今までの少年漫画は、夢を大切にしていて、特にナンバーワンになりたいという目的で動いていた主人公が多かったように感じます。

一方主人公のデンジは、普通の暮らしができて美味しいものが食べれれば良いという価値観で、等身大の主人公が逆に新鮮に感じたという意見が多かったです。

また、海外のアメコミでグロテスクな描写に慣れ親しんでいる読者は、逆に『チェンソーマン』の戦闘描写くらいがエキサイティングに感じたのかもしれません。

さらにアメリカでは、ディズニーやアメコミのように、鼻を大きく描いたり、足が大きかったり特徴がしっかりしているキャラクターを好む傾向があります。

そのため、頭に悪魔の形が現れる魔人や、トマトの悪魔などパッと見て、それがどのようなものかわかりやすいキャラクターが親しみやすかったのでしょう。

さらに、昨今マンネリ化していた、主人公やサイドキャラクターの過去を何編も連載する展開には、日本だけでなく海外の読者も心底うんざり感じていたようです。

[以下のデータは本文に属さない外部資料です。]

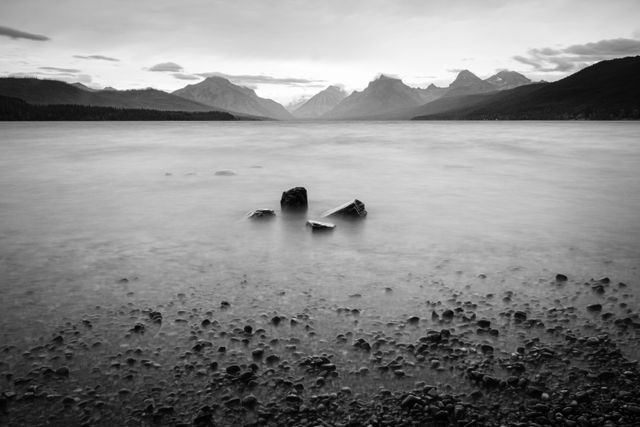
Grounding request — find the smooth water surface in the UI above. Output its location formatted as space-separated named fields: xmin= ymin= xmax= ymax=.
xmin=0 ymin=122 xmax=640 ymax=339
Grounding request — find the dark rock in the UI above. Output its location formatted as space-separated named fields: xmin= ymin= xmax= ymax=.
xmin=322 ymin=199 xmax=367 ymax=218
xmin=242 ymin=394 xmax=259 ymax=408
xmin=247 ymin=209 xmax=276 ymax=219
xmin=56 ymin=366 xmax=69 ymax=377
xmin=307 ymin=219 xmax=336 ymax=231
xmin=400 ymin=394 xmax=424 ymax=409
xmin=442 ymin=310 xmax=453 ymax=319
xmin=285 ymin=393 xmax=302 ymax=405
xmin=478 ymin=319 xmax=491 ymax=328
xmin=227 ymin=365 xmax=240 ymax=376
xmin=280 ymin=187 xmax=308 ymax=211
xmin=513 ymin=311 xmax=527 ymax=322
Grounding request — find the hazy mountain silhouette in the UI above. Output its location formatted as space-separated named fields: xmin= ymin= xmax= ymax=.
xmin=173 ymin=77 xmax=292 ymax=120
xmin=485 ymin=70 xmax=531 ymax=90
xmin=415 ymin=56 xmax=640 ymax=120
xmin=322 ymin=75 xmax=424 ymax=120
xmin=0 ymin=77 xmax=212 ymax=111
xmin=284 ymin=95 xmax=312 ymax=114
xmin=415 ymin=83 xmax=447 ymax=104
xmin=69 ymin=82 xmax=99 ymax=92
xmin=444 ymin=70 xmax=496 ymax=97
xmin=293 ymin=86 xmax=347 ymax=119
xmin=0 ymin=96 xmax=245 ymax=121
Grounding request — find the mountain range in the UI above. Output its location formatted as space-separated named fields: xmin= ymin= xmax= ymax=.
xmin=173 ymin=76 xmax=293 ymax=120
xmin=0 ymin=56 xmax=640 ymax=120
xmin=292 ymin=86 xmax=347 ymax=119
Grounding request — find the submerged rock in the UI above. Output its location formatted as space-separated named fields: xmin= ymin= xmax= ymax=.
xmin=247 ymin=209 xmax=276 ymax=219
xmin=322 ymin=199 xmax=367 ymax=218
xmin=280 ymin=187 xmax=308 ymax=211
xmin=307 ymin=219 xmax=336 ymax=231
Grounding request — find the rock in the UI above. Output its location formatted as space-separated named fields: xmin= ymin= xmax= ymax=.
xmin=442 ymin=310 xmax=453 ymax=319
xmin=513 ymin=311 xmax=527 ymax=322
xmin=242 ymin=394 xmax=258 ymax=408
xmin=400 ymin=394 xmax=424 ymax=409
xmin=285 ymin=393 xmax=302 ymax=405
xmin=56 ymin=366 xmax=69 ymax=377
xmin=280 ymin=187 xmax=308 ymax=211
xmin=407 ymin=316 xmax=420 ymax=325
xmin=478 ymin=319 xmax=491 ymax=328
xmin=307 ymin=220 xmax=336 ymax=231
xmin=247 ymin=209 xmax=276 ymax=219
xmin=322 ymin=199 xmax=367 ymax=218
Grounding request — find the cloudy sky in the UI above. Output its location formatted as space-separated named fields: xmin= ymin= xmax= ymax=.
xmin=0 ymin=0 xmax=640 ymax=103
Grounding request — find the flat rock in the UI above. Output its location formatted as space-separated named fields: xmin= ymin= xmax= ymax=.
xmin=247 ymin=209 xmax=276 ymax=219
xmin=307 ymin=219 xmax=336 ymax=231
xmin=322 ymin=199 xmax=367 ymax=218
xmin=280 ymin=187 xmax=308 ymax=211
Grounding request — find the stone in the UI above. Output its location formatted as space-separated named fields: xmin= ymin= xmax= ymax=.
xmin=247 ymin=209 xmax=276 ymax=219
xmin=280 ymin=187 xmax=308 ymax=211
xmin=478 ymin=319 xmax=491 ymax=328
xmin=307 ymin=219 xmax=336 ymax=231
xmin=242 ymin=394 xmax=258 ymax=408
xmin=513 ymin=311 xmax=527 ymax=322
xmin=442 ymin=310 xmax=453 ymax=319
xmin=322 ymin=199 xmax=367 ymax=218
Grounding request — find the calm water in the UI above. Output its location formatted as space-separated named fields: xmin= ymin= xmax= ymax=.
xmin=0 ymin=122 xmax=640 ymax=348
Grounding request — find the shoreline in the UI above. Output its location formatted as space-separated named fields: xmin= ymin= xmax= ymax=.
xmin=0 ymin=278 xmax=640 ymax=426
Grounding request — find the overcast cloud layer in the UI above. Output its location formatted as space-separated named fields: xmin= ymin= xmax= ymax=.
xmin=0 ymin=0 xmax=640 ymax=103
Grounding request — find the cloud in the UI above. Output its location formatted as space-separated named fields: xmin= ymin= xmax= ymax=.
xmin=171 ymin=73 xmax=202 ymax=80
xmin=0 ymin=26 xmax=51 ymax=41
xmin=149 ymin=62 xmax=184 ymax=73
xmin=197 ymin=71 xmax=326 ymax=86
xmin=38 ymin=67 xmax=80 ymax=73
xmin=73 ymin=55 xmax=120 ymax=62
xmin=513 ymin=38 xmax=640 ymax=73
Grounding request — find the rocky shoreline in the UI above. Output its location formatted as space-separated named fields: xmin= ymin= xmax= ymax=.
xmin=0 ymin=276 xmax=640 ymax=427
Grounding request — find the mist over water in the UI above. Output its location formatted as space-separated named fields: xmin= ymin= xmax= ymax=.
xmin=0 ymin=122 xmax=640 ymax=354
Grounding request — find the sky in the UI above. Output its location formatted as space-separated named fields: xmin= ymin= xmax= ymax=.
xmin=0 ymin=0 xmax=640 ymax=104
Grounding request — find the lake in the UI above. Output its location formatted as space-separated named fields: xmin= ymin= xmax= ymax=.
xmin=0 ymin=122 xmax=640 ymax=422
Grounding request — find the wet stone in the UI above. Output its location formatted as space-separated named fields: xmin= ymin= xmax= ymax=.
xmin=280 ymin=187 xmax=308 ymax=211
xmin=247 ymin=209 xmax=276 ymax=219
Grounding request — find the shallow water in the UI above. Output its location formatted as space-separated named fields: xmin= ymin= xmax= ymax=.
xmin=0 ymin=122 xmax=640 ymax=342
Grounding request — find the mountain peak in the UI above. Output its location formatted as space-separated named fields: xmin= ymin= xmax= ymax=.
xmin=485 ymin=70 xmax=531 ymax=90
xmin=293 ymin=85 xmax=347 ymax=119
xmin=173 ymin=75 xmax=291 ymax=120
xmin=449 ymin=70 xmax=482 ymax=87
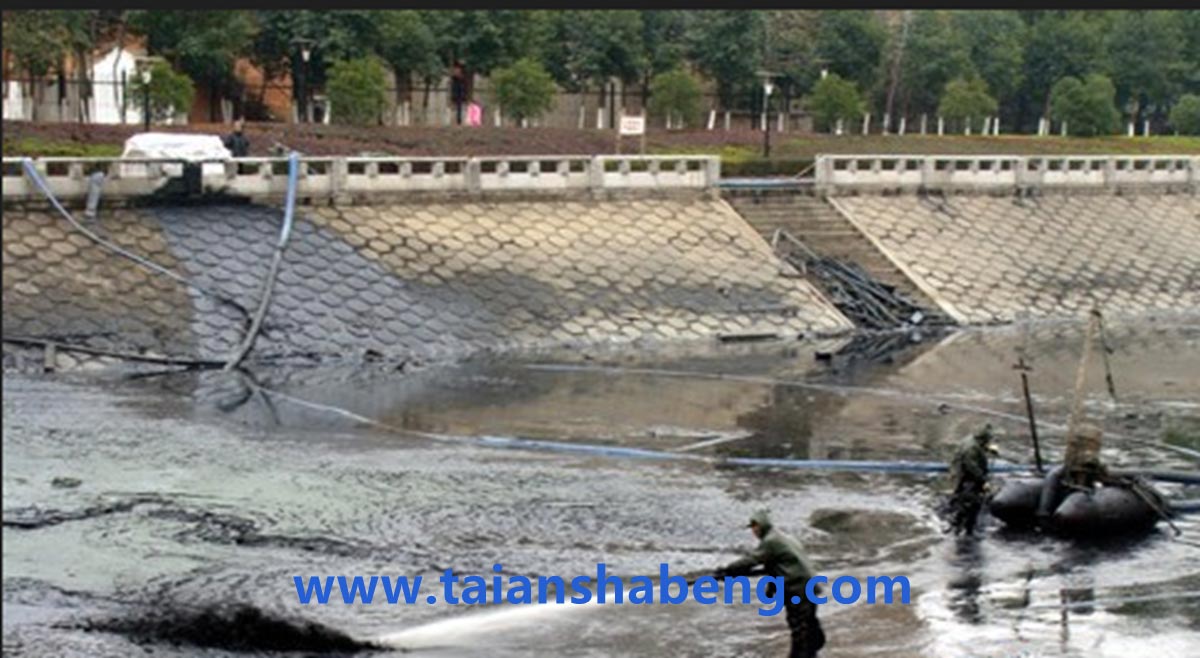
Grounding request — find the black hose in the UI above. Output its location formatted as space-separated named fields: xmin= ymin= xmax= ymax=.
xmin=22 ymin=157 xmax=250 ymax=318
xmin=224 ymin=151 xmax=300 ymax=370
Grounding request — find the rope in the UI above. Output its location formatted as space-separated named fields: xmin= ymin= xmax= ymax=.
xmin=20 ymin=157 xmax=250 ymax=318
xmin=1025 ymin=590 xmax=1200 ymax=610
xmin=224 ymin=151 xmax=300 ymax=370
xmin=4 ymin=336 xmax=222 ymax=367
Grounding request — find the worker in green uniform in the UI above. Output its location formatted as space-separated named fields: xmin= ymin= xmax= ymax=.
xmin=950 ymin=424 xmax=996 ymax=534
xmin=715 ymin=509 xmax=826 ymax=658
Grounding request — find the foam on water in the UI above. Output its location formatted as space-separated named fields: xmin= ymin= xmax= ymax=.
xmin=374 ymin=599 xmax=598 ymax=651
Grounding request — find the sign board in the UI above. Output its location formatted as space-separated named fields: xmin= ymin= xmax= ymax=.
xmin=620 ymin=114 xmax=646 ymax=136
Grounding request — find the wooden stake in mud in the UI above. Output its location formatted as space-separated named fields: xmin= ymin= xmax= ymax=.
xmin=1013 ymin=357 xmax=1045 ymax=473
xmin=1093 ymin=311 xmax=1117 ymax=402
xmin=1062 ymin=309 xmax=1100 ymax=469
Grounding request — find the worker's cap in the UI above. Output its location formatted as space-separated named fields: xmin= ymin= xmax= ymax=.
xmin=746 ymin=509 xmax=770 ymax=527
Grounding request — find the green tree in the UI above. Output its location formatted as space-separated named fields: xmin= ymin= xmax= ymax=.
xmin=546 ymin=11 xmax=646 ymax=90
xmin=492 ymin=58 xmax=557 ymax=121
xmin=130 ymin=60 xmax=196 ymax=121
xmin=641 ymin=10 xmax=688 ymax=85
xmin=649 ymin=67 xmax=703 ymax=126
xmin=937 ymin=78 xmax=997 ymax=130
xmin=954 ymin=11 xmax=1028 ymax=111
xmin=325 ymin=56 xmax=388 ymax=126
xmin=251 ymin=10 xmax=379 ymax=110
xmin=1105 ymin=11 xmax=1192 ymax=121
xmin=2 ymin=10 xmax=70 ymax=121
xmin=809 ymin=73 xmax=863 ymax=131
xmin=688 ymin=10 xmax=763 ymax=108
xmin=1050 ymin=73 xmax=1121 ymax=136
xmin=1025 ymin=11 xmax=1104 ymax=116
xmin=902 ymin=11 xmax=976 ymax=114
xmin=763 ymin=10 xmax=821 ymax=98
xmin=425 ymin=10 xmax=552 ymax=77
xmin=814 ymin=10 xmax=888 ymax=96
xmin=374 ymin=10 xmax=445 ymax=102
xmin=1171 ymin=94 xmax=1200 ymax=134
xmin=128 ymin=10 xmax=258 ymax=121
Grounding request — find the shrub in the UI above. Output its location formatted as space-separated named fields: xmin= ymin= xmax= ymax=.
xmin=649 ymin=67 xmax=703 ymax=125
xmin=1171 ymin=94 xmax=1200 ymax=134
xmin=325 ymin=58 xmax=388 ymax=126
xmin=809 ymin=73 xmax=863 ymax=131
xmin=492 ymin=58 xmax=557 ymax=121
xmin=127 ymin=61 xmax=196 ymax=121
xmin=1050 ymin=73 xmax=1121 ymax=137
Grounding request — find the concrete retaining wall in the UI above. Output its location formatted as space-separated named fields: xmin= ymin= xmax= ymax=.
xmin=4 ymin=193 xmax=852 ymax=369
xmin=830 ymin=193 xmax=1200 ymax=323
xmin=815 ymin=155 xmax=1200 ymax=195
xmin=4 ymin=156 xmax=721 ymax=203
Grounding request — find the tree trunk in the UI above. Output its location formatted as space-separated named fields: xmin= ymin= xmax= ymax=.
xmin=113 ymin=11 xmax=125 ymax=124
xmin=883 ymin=10 xmax=912 ymax=126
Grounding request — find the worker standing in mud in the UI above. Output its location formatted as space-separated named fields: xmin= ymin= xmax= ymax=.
xmin=949 ymin=424 xmax=996 ymax=534
xmin=714 ymin=509 xmax=826 ymax=658
xmin=223 ymin=119 xmax=250 ymax=157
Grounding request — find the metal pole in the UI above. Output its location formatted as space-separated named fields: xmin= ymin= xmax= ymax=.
xmin=296 ymin=59 xmax=308 ymax=124
xmin=1013 ymin=357 xmax=1044 ymax=473
xmin=762 ymin=89 xmax=770 ymax=158
xmin=142 ymin=80 xmax=150 ymax=132
xmin=608 ymin=80 xmax=617 ymax=130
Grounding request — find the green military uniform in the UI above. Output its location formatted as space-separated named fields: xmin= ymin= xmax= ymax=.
xmin=716 ymin=509 xmax=826 ymax=658
xmin=950 ymin=425 xmax=991 ymax=534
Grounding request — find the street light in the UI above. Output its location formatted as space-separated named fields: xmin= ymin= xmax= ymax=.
xmin=292 ymin=37 xmax=313 ymax=124
xmin=133 ymin=56 xmax=167 ymax=132
xmin=758 ymin=71 xmax=775 ymax=158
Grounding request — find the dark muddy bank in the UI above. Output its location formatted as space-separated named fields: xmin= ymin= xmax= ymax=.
xmin=4 ymin=316 xmax=1200 ymax=658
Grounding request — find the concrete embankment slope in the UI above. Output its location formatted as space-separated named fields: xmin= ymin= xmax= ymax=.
xmin=830 ymin=192 xmax=1200 ymax=323
xmin=4 ymin=195 xmax=852 ymax=367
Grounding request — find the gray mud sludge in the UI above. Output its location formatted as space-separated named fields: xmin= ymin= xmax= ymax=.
xmin=4 ymin=319 xmax=1200 ymax=658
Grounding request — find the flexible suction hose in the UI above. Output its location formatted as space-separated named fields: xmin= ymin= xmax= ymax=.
xmin=224 ymin=151 xmax=300 ymax=370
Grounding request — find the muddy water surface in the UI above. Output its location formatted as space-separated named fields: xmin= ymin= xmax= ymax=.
xmin=4 ymin=321 xmax=1200 ymax=657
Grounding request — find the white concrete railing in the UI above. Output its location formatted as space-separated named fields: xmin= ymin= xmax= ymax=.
xmin=4 ymin=155 xmax=721 ymax=201
xmin=816 ymin=155 xmax=1200 ymax=193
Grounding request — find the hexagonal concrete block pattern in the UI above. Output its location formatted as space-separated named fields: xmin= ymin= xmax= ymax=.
xmin=833 ymin=192 xmax=1200 ymax=323
xmin=4 ymin=196 xmax=852 ymax=369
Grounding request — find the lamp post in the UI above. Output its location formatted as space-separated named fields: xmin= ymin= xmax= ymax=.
xmin=133 ymin=56 xmax=167 ymax=132
xmin=292 ymin=37 xmax=313 ymax=124
xmin=140 ymin=66 xmax=154 ymax=132
xmin=758 ymin=71 xmax=775 ymax=158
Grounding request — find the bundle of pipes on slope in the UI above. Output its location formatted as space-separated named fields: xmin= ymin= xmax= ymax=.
xmin=772 ymin=228 xmax=926 ymax=329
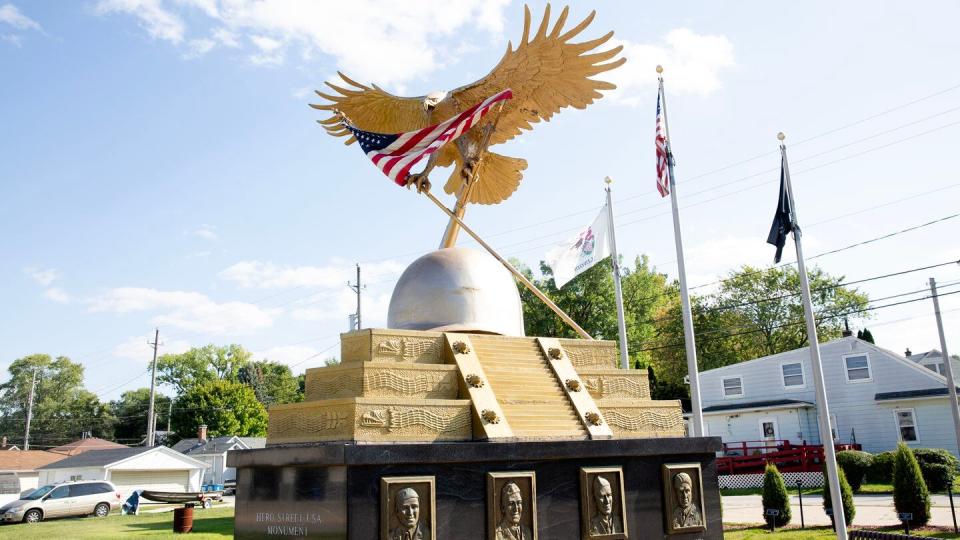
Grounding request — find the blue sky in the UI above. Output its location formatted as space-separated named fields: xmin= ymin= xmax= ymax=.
xmin=0 ymin=0 xmax=960 ymax=399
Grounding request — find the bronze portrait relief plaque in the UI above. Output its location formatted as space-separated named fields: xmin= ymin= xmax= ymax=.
xmin=380 ymin=476 xmax=437 ymax=540
xmin=580 ymin=467 xmax=628 ymax=540
xmin=487 ymin=471 xmax=537 ymax=540
xmin=663 ymin=463 xmax=707 ymax=534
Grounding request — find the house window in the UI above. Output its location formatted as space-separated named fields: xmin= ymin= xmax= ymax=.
xmin=893 ymin=409 xmax=918 ymax=442
xmin=723 ymin=377 xmax=743 ymax=397
xmin=780 ymin=362 xmax=805 ymax=388
xmin=843 ymin=354 xmax=870 ymax=382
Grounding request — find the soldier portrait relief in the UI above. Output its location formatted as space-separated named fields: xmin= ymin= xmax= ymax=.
xmin=380 ymin=476 xmax=436 ymax=540
xmin=663 ymin=463 xmax=706 ymax=534
xmin=487 ymin=472 xmax=537 ymax=540
xmin=580 ymin=467 xmax=627 ymax=539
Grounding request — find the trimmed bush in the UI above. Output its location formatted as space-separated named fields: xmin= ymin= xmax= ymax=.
xmin=867 ymin=451 xmax=895 ymax=484
xmin=913 ymin=448 xmax=958 ymax=493
xmin=837 ymin=450 xmax=873 ymax=491
xmin=893 ymin=443 xmax=930 ymax=527
xmin=823 ymin=462 xmax=857 ymax=525
xmin=761 ymin=463 xmax=791 ymax=527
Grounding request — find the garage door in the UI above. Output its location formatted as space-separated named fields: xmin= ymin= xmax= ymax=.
xmin=110 ymin=470 xmax=190 ymax=494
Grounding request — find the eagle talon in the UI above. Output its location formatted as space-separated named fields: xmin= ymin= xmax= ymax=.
xmin=407 ymin=174 xmax=430 ymax=193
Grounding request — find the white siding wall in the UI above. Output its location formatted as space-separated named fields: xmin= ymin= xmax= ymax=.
xmin=700 ymin=337 xmax=957 ymax=452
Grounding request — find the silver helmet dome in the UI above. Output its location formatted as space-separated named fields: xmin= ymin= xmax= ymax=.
xmin=387 ymin=247 xmax=524 ymax=336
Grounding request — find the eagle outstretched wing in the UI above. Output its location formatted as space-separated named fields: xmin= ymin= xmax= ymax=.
xmin=311 ymin=4 xmax=626 ymax=204
xmin=310 ymin=71 xmax=429 ymax=144
xmin=451 ymin=4 xmax=626 ymax=149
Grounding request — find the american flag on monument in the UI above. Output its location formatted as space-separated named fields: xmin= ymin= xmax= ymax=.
xmin=343 ymin=88 xmax=513 ymax=186
xmin=656 ymin=93 xmax=670 ymax=197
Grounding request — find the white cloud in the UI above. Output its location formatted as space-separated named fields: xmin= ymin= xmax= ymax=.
xmin=95 ymin=0 xmax=186 ymax=44
xmin=250 ymin=36 xmax=283 ymax=66
xmin=219 ymin=260 xmax=404 ymax=289
xmin=0 ymin=4 xmax=42 ymax=31
xmin=43 ymin=287 xmax=70 ymax=304
xmin=113 ymin=334 xmax=190 ymax=365
xmin=605 ymin=28 xmax=736 ymax=105
xmin=87 ymin=287 xmax=278 ymax=334
xmin=23 ymin=267 xmax=60 ymax=287
xmin=90 ymin=0 xmax=509 ymax=88
xmin=183 ymin=38 xmax=217 ymax=59
xmin=193 ymin=224 xmax=219 ymax=240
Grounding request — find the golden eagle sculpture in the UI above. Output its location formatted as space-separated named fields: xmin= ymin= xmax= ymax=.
xmin=311 ymin=4 xmax=626 ymax=247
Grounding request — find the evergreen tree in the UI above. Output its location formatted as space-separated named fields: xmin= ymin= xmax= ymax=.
xmin=893 ymin=443 xmax=930 ymax=527
xmin=823 ymin=467 xmax=857 ymax=526
xmin=762 ymin=463 xmax=791 ymax=527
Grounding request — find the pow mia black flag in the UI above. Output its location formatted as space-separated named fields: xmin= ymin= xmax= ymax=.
xmin=767 ymin=158 xmax=796 ymax=264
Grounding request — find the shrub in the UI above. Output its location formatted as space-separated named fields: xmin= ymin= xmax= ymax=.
xmin=823 ymin=462 xmax=857 ymax=525
xmin=837 ymin=450 xmax=873 ymax=491
xmin=867 ymin=452 xmax=894 ymax=484
xmin=893 ymin=443 xmax=930 ymax=527
xmin=913 ymin=448 xmax=958 ymax=492
xmin=762 ymin=463 xmax=791 ymax=527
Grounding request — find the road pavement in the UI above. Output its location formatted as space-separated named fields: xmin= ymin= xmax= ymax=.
xmin=721 ymin=494 xmax=960 ymax=527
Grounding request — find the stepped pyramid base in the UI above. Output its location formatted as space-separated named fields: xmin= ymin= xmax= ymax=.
xmin=267 ymin=329 xmax=684 ymax=445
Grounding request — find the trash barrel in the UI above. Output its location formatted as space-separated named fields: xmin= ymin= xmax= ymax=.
xmin=173 ymin=504 xmax=193 ymax=533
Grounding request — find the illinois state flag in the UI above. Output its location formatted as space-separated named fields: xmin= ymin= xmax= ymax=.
xmin=546 ymin=205 xmax=610 ymax=289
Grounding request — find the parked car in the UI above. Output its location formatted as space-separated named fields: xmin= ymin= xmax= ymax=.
xmin=0 ymin=480 xmax=121 ymax=523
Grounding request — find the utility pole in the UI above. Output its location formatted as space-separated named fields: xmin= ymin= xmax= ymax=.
xmin=347 ymin=263 xmax=367 ymax=330
xmin=930 ymin=278 xmax=960 ymax=456
xmin=147 ymin=328 xmax=160 ymax=447
xmin=23 ymin=368 xmax=37 ymax=450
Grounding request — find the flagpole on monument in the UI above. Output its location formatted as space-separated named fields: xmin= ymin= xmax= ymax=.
xmin=604 ymin=176 xmax=630 ymax=369
xmin=777 ymin=132 xmax=847 ymax=540
xmin=657 ymin=66 xmax=703 ymax=437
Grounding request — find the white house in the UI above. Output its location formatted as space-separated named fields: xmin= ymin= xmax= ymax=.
xmin=39 ymin=446 xmax=207 ymax=496
xmin=700 ymin=337 xmax=960 ymax=455
xmin=173 ymin=426 xmax=267 ymax=484
xmin=906 ymin=349 xmax=960 ymax=381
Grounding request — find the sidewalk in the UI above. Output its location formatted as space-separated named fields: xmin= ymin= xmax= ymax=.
xmin=721 ymin=495 xmax=960 ymax=527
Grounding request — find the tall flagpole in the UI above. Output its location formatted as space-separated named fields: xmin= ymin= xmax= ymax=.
xmin=604 ymin=176 xmax=630 ymax=369
xmin=657 ymin=66 xmax=703 ymax=437
xmin=777 ymin=132 xmax=847 ymax=540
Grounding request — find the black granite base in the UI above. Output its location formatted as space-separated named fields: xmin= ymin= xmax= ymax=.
xmin=227 ymin=437 xmax=723 ymax=540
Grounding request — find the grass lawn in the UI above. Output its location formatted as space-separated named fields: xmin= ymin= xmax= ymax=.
xmin=0 ymin=506 xmax=233 ymax=540
xmin=723 ymin=527 xmax=956 ymax=540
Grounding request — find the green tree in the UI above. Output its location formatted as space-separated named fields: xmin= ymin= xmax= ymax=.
xmin=172 ymin=380 xmax=267 ymax=437
xmin=823 ymin=467 xmax=857 ymax=526
xmin=239 ymin=360 xmax=303 ymax=405
xmin=761 ymin=463 xmax=792 ymax=527
xmin=110 ymin=388 xmax=170 ymax=444
xmin=514 ymin=255 xmax=677 ymax=366
xmin=157 ymin=344 xmax=251 ymax=394
xmin=0 ymin=354 xmax=115 ymax=447
xmin=893 ymin=443 xmax=930 ymax=527
xmin=837 ymin=450 xmax=873 ymax=492
xmin=715 ymin=266 xmax=869 ymax=360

過去の回想を断片的に抑え、物語の軸をしっかり明確にして展開していった『チェンソーマン』は、日本だけでなく海外でも受け入れられたのです。

まとめ

漫画『チェンソーマン』が海外で受け入れられている理由について考察しましたがいかがだったでしょうか。
 
YouTubeなどで、海外のGEEK(オタク)達が、アニメ『チェンソーマン』を見て感想を述べる動画が数多く収録されています。
 
アメリカ人は、「銃の悪魔」について複雑な思いがあったようですが、楽しんでアニメを鑑賞していたようでホッとさせられました。
 
日本でも海外でも、『チェンソーマン』の人気が盛り上がっていくといいですね。
 
最後まで読んでいただきありがとうございました。